Dear Friends,
You might recall that our parish participated in the listening process for the World-Wide Synod to take place in Rome over the next two years. Our results were sent to the Chancery where the Archbishop’s staff compiled all the input from parishes sending it on to be a part of the report from the United States. The reports from each country in the world are being compiled by a group working at the Vatican to have it all ready for the first session of the Synod which will take place in October.
Last week, the Vatican released the first of the working papers for the upcoming Synod. The paper let everyone know that the approach to this Synod will be different from others that have taken place since Vatican Council II. In the past, it has been a gathering of bishops from all over the world focusing on particular issues facing the church. This time, besides bishops, both lay men and women are participating as well as women and men religious. This is something new for Rome but for the church throughout the world, this is nothing new. Women and men have been working together in dioceses and making decisions side by side for a long time. In our sister diocese of Huehuetenango, Guatemala, they hold an extensive decision-making process every ten years with representatives from every parish in the diocese attending for long periods of time. Out of this discussion they create the direction the diocese is going to take for the next ten years.
Here are a few tidbits found in the Vatican working paper. “A synodal church is founded on the recognition of a common dignity deriving from baptism, which makes all who receive it sons and daughters of God, members of the family of God, and therefore brothers and sisters in Christ, inhabited by the one Spirit and sent to fulfil a common mission.” When talking about itself, the paper said that it “is not a document of the Church’s Magisterium, nor is it the report of a sociological survey; it does not offer the formulation of operational indications, goals and objectives, nor a full elaboration of a theological vision.” It is “part of an unfinished process.” It draws on but also goes beyond the insights of the first phase and articulates “some of the priorities that emerged from listening to the People of God, but avoids presenting them as assertions or stances. A roadmap has not been presented. Instead, it expresses them as questions addressed to the synodal assembly,” which “will have the task of discerning the concrete steps which enable the continued growth of a synodal church, steps that it will then submit to the Holy Father.”
It says the synodal journey so far has revealed the existence of “shared questions” and “part of the challenge of synodality is to discern the level at which it is most appropriate to address each question.” That same journey also showed there are shared tensions in the church, but, the document says, “we should not be frightened of them, nor attempt at any cost to resolve them, but rather engage in ongoing synodal discernment” so that these tensions can “become sources of energy and not lapse into destructive polarizations.”

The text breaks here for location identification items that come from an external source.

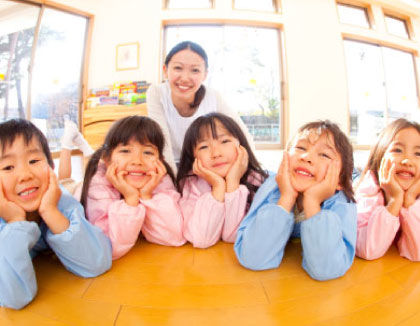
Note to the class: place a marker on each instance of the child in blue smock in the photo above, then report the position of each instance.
(36, 214)
(310, 197)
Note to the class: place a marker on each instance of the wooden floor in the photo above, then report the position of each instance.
(156, 285)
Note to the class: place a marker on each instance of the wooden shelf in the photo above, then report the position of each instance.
(98, 120)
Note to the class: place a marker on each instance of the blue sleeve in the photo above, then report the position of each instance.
(264, 232)
(329, 239)
(17, 277)
(83, 248)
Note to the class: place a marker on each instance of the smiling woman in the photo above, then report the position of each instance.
(183, 97)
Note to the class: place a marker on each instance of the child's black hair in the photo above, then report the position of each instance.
(138, 128)
(11, 129)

One of the hopeful signs to me is the stress in the upcoming Synod of having the participants at tables praying with one another and for one another before the conversations begin. One of the planning committee members described this method as “shared prayer in view of a common discernment, by which participants prepare themselves through personal reflection and prayer” before the discussion. He said this method “opens ‘spaces’ in which to face together controversial subjects, around which in both society and in the church there are often clashes and confrontation, in person or through social media.” The description of the prayer format that they are going to use reminds me of what all of our Cabrini Communities are experiencing each month when we pray the Lectio Divina section. By quietly praying together with the word of God, we open our hearts up to hearing each other and loving each other. Even when we do not see eye to eye, we can love each other with the tenderness that the Holy Spirit brings us. With the help of the Holy Spirit, we can also speak a deeper truth to each other that can be heard and accepted. With the Holy Spirit leading the Synod through prayer, it could be a powerful gathering indeed.
I am sure you have seen reports listing all the different topics that were raised through the listening sessions. There is no way that those who gather for the Synod will ever be able to tackle them all but maybe they can help the Church move along the path. As the working document states, the Synod has three main priorities—communion, participation and mission—and each of these require bringing about a profound conversion and cultural change in the way of being Church in our time.